Figure 1: a) Superior and lateral views of the M2 proton channel. b) Various adamantyl derivatives.

alt text

Free-energy Perturbation

In the umbrella sampling lab you were introduced to the idea of determining free energy along a reaction coordinate. This lab, however, focuses on determining free energy in a system using free-energy perturbation.

In practice, ΔG is usually calculated by comparing a difference in energy for a molecule of interest as conditions in the system change. However, in free-energy perturbation, ΔG is determined by keeping the system conditions constant and changing the molecule of interest into another molecule via piecewise mutations. For example, one might determine the ΔG for Drug A by comparing Drug A in water and Drug A in the M2 channel. The same effect can be accomplished by comparing Drug A in water to Drug B in water.

Figure 2: Determining ΔG

alt text

TSM

CHARMM has two methods of performing free-energy perturbation, the first is using the command PERT, and the second is using the command TSM (pdetail.doc, perturb.doc). We will use TSM (thermodynamic simulation method) free-energy perturbation in this lab to compare the relative ΔΔG’s of amantadine (labeled ALM-035) and rimantadine (labeled ALM-150).

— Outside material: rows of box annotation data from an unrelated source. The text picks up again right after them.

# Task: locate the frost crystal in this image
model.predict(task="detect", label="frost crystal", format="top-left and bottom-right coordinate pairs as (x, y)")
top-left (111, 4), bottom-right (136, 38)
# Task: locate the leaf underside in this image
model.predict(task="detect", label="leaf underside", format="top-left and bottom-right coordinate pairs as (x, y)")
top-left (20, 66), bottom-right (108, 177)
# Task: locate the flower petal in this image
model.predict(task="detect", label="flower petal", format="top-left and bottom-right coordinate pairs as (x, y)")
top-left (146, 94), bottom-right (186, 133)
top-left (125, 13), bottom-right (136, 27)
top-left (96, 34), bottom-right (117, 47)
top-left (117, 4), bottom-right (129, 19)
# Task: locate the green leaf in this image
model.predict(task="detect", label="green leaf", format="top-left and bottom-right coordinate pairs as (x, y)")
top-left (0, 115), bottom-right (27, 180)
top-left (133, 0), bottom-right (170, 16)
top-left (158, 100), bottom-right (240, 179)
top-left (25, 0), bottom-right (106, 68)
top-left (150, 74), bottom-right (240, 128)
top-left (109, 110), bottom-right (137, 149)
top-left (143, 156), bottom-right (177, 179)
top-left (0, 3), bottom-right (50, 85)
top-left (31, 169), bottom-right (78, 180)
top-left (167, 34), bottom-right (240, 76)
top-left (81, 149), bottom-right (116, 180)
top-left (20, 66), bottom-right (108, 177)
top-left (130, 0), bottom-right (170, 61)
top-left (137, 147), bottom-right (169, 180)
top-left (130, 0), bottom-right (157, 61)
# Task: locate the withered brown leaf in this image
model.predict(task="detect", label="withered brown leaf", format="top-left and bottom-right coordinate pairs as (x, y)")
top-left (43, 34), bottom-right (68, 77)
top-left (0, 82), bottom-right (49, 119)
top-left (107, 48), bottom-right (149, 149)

TSM operates using degrees of mutation, termed lambda, for which a percentage of Drug A is compared to a percentage of Drug B. The values of lambda used in this lab are 0.05, 0.125, 0.500, 0.875, and 0.95. Using thermodynamic perturbation, midpoints between the lambdas, as well as endpoints 0 and 1, can be predicted, giving ΔG at the following points:

Lambdas
λ = 0.0 (100% Drug A)
λ = 0.05
λ = 0.0875
λ = 0.125
λ = 0.3125
λ = 0.5
λ = 0.6875
λ = 0.875
λ = 0.9125
λ = 0.95
λ = 1.0 (100% Drug B)

2. TSM for Drugs in M2

Before we can use the free-energy perturbation method, the systems we need to simulate must first be created. Fortunately, the systems you will be simulating are provided in the lab. Once you have obtained good systems for simulation, you will (1) heat, (2) equilibrate and perform TSM, and (3) execute a post-processing script to interpret TSM data.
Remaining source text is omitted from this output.